Whose decision is it anyway?

Roger Pearson finds a successful private prosecution of rape originally thwarted by the CPS

WRITS

The successful private prosecution brought by two Kent prostitutes against a man they accused of rape, indecent assault, false imprisonment and actual bodily harm has called into question the Crown Prosecution Service's use of its discretion not to prosecute.

The Crown Prosecution Service claimed it dropped the case against Christopher Davies, of Margate, after advice from counsel that there was insufficient evidence to gain a conviction.

However, following the private prosecution, Davies was convicted by a Crown Court jury at Maidstone and jailed for 14 years for the sex attacks carried out at his Margate home in two separate incidents nine months apart. The women could have faced a substantial legal costs bill if the case had proved unsuccessful,

According to Danny Simpson, the solicitor who represented the women and head of the criminal department of Sheffield-based John Howell & Co, the result "brings into question the whole issue of how the CPS assess the likelihood of a conviction". What worries him is that CPS members assessing whether to prosecute could allow personal prejudices and perceptions to influence them.

Simpson says the only factor against the two women in this case was that they had worked as prostitutes and because of this the CPS decided they were less likely to be believed.

"I don't see any grounds for that," he says. "The jury had no hesitation in convicting him. The issue whether someone is likely to be believed is subjective. Jury watching is the least accurate game in the world.

"Is it right for lawyers in the CPS to substitute their judgment for that of a jury? The danger in allowing CPS lawyers to make these subjective decisions is that their own personal prejudices and cultural backgrounds, in this case their attitude towards prostitutes, can come into play."

Apart from the worries raised over the CPS decision-making process, the practical difficulties faced by Sheffield-based Simpson in running a case for two women in Kent, were substantial. He pointed out that, for a start: "It was not just a question of popping round to the local police station to ask to see documents such as witness statements."

Although the police are under no obligation to co-operate with solicitors on this sort of work, Kent police were angry that the CPS had dropped the prosecution and were extremely helpful.

The approach to Simpson came as a result of work he had done with the group Women Against Rape when working as head of the criminal department at London-based Bindmans.

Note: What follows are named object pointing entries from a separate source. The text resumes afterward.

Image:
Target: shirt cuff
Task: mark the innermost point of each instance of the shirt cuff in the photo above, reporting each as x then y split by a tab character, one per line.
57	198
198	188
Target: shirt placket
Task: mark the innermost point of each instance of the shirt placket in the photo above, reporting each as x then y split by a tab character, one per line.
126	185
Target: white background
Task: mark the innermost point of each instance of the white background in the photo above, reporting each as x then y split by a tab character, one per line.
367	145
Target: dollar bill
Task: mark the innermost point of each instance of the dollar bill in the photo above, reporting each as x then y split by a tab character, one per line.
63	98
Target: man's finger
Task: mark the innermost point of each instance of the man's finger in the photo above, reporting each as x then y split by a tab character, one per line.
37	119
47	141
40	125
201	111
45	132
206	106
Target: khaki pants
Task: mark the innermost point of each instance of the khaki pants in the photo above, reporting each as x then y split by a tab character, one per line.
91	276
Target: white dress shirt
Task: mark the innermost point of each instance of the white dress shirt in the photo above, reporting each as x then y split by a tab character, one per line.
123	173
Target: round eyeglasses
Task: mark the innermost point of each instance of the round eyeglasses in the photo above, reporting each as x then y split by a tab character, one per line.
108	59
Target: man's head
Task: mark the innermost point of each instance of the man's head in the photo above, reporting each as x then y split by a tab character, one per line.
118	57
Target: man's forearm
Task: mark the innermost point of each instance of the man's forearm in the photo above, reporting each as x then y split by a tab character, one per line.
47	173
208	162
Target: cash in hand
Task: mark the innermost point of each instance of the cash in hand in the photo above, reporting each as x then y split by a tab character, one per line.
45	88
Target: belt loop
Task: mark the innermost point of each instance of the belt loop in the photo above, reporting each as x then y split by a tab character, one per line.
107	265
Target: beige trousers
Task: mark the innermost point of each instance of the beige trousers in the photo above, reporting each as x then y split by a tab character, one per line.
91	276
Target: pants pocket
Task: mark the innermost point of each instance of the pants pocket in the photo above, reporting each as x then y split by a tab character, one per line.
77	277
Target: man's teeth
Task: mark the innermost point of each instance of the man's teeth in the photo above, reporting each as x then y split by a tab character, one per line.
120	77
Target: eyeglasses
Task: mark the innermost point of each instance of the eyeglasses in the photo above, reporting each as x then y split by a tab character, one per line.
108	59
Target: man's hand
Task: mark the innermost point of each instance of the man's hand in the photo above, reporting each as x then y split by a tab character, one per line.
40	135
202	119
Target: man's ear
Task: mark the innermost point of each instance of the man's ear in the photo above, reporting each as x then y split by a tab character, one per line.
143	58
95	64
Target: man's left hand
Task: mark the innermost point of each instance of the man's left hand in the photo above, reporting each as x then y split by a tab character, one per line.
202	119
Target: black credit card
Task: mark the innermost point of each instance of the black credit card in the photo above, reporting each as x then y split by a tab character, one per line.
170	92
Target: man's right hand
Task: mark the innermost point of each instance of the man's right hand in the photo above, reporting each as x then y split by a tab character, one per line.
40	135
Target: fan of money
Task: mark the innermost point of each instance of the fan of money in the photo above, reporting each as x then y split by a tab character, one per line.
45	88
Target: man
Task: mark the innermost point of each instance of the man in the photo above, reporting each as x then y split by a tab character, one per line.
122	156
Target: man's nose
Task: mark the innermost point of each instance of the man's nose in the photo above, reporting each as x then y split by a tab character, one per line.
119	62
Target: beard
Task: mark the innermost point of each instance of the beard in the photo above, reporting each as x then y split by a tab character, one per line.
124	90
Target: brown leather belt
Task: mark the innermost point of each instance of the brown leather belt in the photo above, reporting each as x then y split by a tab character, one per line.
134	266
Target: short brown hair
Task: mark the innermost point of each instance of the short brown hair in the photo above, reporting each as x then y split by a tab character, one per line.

But he makes it clear that the two women, who had worked for massage agencies and who claimed they were raped at knife-point, were not financially backed by the group.

"If the prosecution had failed we would have reviewed the situation relating to our costs, but the defence would undoubtedly have sought costs. They could have faced a bill of up to £20,000," he says.

For Simpson, admitted 11 years ago, the case marked a change of direction to some of his other cases. He has established a reputation in representing victims of miscarriages of justice and represented Mark Braithwaite, one of the Tottenham Three freed by the Court of Appeal. The Kent case, however, highlights that there are two sides to the miscarriage of justice coin and that victims of crime, along with those wrongly accused and convicted of offences, equally need their interests protected.

"I like to consider my role as being able to assist people to obtain justice they have otherwise been denied," Simpson says. "The Kent case spotlights the fact this applies to victims of crime as well as those wrongly accused of crime."